The Centers for Disease Control and Prevention issued a formal recommendation that public gatherings be postponed or canceled for the next eight weeks. For organizations that serve high-risk populations, the threshold is 10 people, though most churches aren’t even doing that. Easter worship (April 12) as we’ve known it is doomed. Early on, many pastors probably presumed that preaching to cameras rather than congregations wasn’t going to encompass a whole season.

Events are moving quickly from bad to worse. No doubt pastors worry that two months of canceled worship services will provide the proverbial straw to break the camel’s back of congregational decline.
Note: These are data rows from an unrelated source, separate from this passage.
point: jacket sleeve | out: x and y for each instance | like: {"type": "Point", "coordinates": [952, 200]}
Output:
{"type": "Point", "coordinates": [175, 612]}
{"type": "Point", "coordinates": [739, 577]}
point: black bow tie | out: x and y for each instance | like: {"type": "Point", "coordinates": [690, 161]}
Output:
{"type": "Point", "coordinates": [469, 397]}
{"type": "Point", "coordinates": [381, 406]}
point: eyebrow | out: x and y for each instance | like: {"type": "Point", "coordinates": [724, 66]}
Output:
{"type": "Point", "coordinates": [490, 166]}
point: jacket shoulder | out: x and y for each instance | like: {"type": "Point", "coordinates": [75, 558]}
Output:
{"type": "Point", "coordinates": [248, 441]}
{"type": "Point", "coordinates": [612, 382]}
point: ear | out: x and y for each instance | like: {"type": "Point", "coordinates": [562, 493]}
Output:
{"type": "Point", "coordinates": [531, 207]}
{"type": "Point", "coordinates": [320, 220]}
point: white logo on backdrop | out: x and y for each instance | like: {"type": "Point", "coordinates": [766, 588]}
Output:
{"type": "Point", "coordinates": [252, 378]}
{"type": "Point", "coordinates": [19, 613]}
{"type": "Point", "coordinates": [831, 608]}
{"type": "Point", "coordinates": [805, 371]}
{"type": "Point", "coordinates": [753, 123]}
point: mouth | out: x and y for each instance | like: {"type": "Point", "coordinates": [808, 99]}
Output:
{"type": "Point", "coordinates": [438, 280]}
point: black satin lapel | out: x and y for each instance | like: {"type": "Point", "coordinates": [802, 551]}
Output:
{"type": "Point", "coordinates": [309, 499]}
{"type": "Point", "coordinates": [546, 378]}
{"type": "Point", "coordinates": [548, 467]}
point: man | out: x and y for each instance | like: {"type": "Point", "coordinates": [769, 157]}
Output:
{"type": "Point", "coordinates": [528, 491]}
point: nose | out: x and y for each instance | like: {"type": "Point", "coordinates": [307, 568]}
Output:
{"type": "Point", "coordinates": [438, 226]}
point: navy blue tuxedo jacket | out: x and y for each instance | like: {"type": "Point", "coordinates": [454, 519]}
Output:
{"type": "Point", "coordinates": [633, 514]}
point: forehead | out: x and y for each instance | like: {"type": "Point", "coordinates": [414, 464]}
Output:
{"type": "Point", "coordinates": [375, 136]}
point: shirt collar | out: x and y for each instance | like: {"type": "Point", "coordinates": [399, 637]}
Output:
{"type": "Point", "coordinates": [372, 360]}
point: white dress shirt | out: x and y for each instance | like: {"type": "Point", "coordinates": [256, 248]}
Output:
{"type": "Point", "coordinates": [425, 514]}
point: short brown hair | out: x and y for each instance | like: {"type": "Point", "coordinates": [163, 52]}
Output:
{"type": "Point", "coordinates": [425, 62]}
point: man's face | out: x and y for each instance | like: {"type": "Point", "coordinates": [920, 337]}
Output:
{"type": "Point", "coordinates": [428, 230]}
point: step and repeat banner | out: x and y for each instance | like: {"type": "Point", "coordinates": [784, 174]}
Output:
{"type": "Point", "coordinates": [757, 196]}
For years we preachers told our congregations how “coming to church doesn’t make you a Christian” (usually followed by the tread-bare analogy about how being in a garage doesn’t make you a car). We never really meant to be taken seriously. Fewer and fewer adults already report attending church in America. What’s going to happen when this last remnant gets used to spending Sundays at home? Like everything in this anxious moment, it’s too soon to tell.

The first Easter found the most faithful huddled away from their congregations, hiding out with a different fear. Instead of a pandemic, the disciples were afraid of the religious and political authorities who’d crucified Jesus and were likely coming after them too. Perhaps they also feared Jesus. After all, they’d sworn never to deny or disown him, but when everything went south, they’d scrambled and fled, leaving a small group of women to keep the faith afloat. And now Jesus was loose! The disciples’ socially-distant hideout proved a bad barrier. Jesus appeared in their midst (John 20:19–21) to forgive and to bless and, a few weeks hence, to empower with his very Spirit.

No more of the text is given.